Et l’attitude de vos parents, de vos proches, de vos amis, comment la décrieriez-vous sachant que vous êtes technicienne en virologie, en première ligne quoi ?

Mes parents m’appelaient « leur super girl », j’étais leur héroïne au front, qui était là. Par ce que dans ma famille tout le monde était confiné, j’étais la seule à continuer de travailler donc ils étaient là « vas-y Cécilia, on croit en toi, tu es notre super girl, notre héroïne, tout ça, tu es au combat de tout ». Donc mes parents avaient bien conscience du travail et de l’implication qu’on avait puisque je leur en parlais aussi. Après le reste de ma famille, ils n’ont pas forcément intégré que technicienne de laboratoire en virologie était concernée par le COVID et c’est quand ils m’ont demandé « alors ton confinement ça se passe bien ? » ben, je ne suis pas confinée, je travaille ! Ah bon ! oui, je travaille.

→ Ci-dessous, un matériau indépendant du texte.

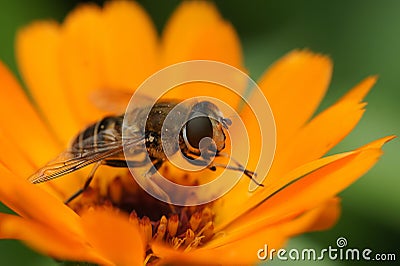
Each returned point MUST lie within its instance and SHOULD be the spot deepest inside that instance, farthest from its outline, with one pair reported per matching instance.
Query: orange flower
(116, 48)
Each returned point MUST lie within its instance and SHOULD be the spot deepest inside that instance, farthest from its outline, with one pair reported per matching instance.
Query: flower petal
(37, 49)
(48, 241)
(111, 233)
(324, 131)
(131, 45)
(323, 217)
(314, 188)
(24, 127)
(14, 159)
(31, 202)
(294, 86)
(205, 35)
(111, 49)
(243, 252)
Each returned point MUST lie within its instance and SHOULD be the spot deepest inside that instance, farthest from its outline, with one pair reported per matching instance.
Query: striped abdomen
(106, 130)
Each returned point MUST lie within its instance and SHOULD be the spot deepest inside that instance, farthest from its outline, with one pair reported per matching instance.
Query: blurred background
(362, 38)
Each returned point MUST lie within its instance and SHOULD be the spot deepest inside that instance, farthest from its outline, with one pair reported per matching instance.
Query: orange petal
(14, 159)
(48, 241)
(226, 215)
(111, 233)
(323, 217)
(37, 49)
(131, 45)
(81, 47)
(314, 188)
(30, 201)
(110, 49)
(241, 252)
(324, 131)
(294, 86)
(21, 123)
(196, 31)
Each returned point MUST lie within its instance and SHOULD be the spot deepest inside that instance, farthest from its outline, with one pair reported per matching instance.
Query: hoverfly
(102, 142)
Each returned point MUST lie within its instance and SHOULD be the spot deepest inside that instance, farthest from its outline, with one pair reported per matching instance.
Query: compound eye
(197, 129)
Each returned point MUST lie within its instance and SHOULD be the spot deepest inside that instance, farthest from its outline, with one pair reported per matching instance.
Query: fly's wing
(76, 158)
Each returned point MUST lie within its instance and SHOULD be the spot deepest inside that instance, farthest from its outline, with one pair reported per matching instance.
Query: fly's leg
(87, 183)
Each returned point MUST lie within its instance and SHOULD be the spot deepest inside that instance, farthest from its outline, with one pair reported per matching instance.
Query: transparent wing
(74, 159)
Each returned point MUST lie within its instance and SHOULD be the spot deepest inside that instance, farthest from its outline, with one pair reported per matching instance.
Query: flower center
(180, 227)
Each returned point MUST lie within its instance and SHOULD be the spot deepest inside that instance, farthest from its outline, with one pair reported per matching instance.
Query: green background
(362, 38)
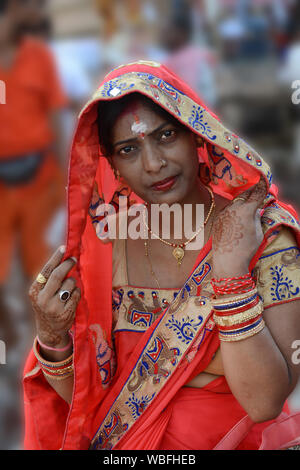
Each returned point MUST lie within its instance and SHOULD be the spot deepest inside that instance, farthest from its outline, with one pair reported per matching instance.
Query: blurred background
(243, 58)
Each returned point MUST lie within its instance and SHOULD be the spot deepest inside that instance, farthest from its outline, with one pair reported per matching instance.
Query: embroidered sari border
(172, 337)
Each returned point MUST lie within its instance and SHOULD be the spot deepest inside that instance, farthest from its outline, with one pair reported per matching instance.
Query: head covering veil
(232, 165)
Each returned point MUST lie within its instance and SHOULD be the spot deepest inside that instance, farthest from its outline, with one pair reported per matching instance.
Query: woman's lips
(165, 184)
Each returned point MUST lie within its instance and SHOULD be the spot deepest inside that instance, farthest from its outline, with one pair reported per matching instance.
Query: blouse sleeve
(278, 269)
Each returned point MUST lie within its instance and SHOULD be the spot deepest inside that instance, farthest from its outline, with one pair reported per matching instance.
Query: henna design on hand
(228, 230)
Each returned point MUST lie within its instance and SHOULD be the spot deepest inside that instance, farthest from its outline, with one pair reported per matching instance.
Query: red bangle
(49, 348)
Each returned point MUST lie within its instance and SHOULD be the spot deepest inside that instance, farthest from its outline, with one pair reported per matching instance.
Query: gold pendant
(178, 254)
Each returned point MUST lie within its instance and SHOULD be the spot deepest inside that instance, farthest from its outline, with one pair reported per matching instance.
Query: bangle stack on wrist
(54, 370)
(238, 316)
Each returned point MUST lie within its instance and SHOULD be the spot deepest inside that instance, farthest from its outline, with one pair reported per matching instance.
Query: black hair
(3, 6)
(109, 111)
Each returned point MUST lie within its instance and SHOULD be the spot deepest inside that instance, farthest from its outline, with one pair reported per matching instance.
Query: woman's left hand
(237, 232)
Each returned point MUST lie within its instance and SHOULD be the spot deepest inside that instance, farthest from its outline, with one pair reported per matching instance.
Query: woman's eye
(126, 150)
(168, 134)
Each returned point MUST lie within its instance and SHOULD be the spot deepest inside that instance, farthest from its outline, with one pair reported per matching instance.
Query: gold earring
(117, 174)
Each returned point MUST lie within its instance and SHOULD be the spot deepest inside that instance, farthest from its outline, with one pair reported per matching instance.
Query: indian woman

C’est encore par ce que dans les médias on ne parle que des infirmières et des médecins, on ne parle pas des autres. Après, c’est revenu les caissiers, les autres corps de métiers, mais au sein même du corps médical c’est vraiment aide-soignant, brancardiers, infirmiers et médecins, ces quatre catégories là dont on parle, les autres sont oubliées alors que tout le monde est vraiment important pour faire tourner un hôpital et tous ces gens prennent des risques en venant, prennent les transports, ils circulent quoi !

Donc pour vous la prise en charge a été bien faite ?

Je pense oui, on s’est vraiment bien investi, il n’y a pas eu de pinaillage qui fait quoi, de pas envie, vraiment dès qu’il a fallu y aller on y est allé quoi.

En matière de cohésion d’équipe, quel est votre ressenti ?

Au niveau des techniciens oui, on est très soudés, au niveau des biologistes, ils ne nous ont pas critiqué, les biologistes nous ont soutenu aussi mais c’est vrai qu’ils avaient moins conscience, en tout cas on avait l’impression qu’ils avaient moins conscience du travail que nous avons dû fournir. Ils ne se rendaient pas compte de l’épuisement que l’on a accumulé, que l’on a toujours, ils venaient nous demander des choses, des choses. On courait partout, enfin les biologistes n’avaient vraiment pas assez conscience de la charge de travail qu’on pouvait avoir en plus, toujours actuellement d’ailleurs.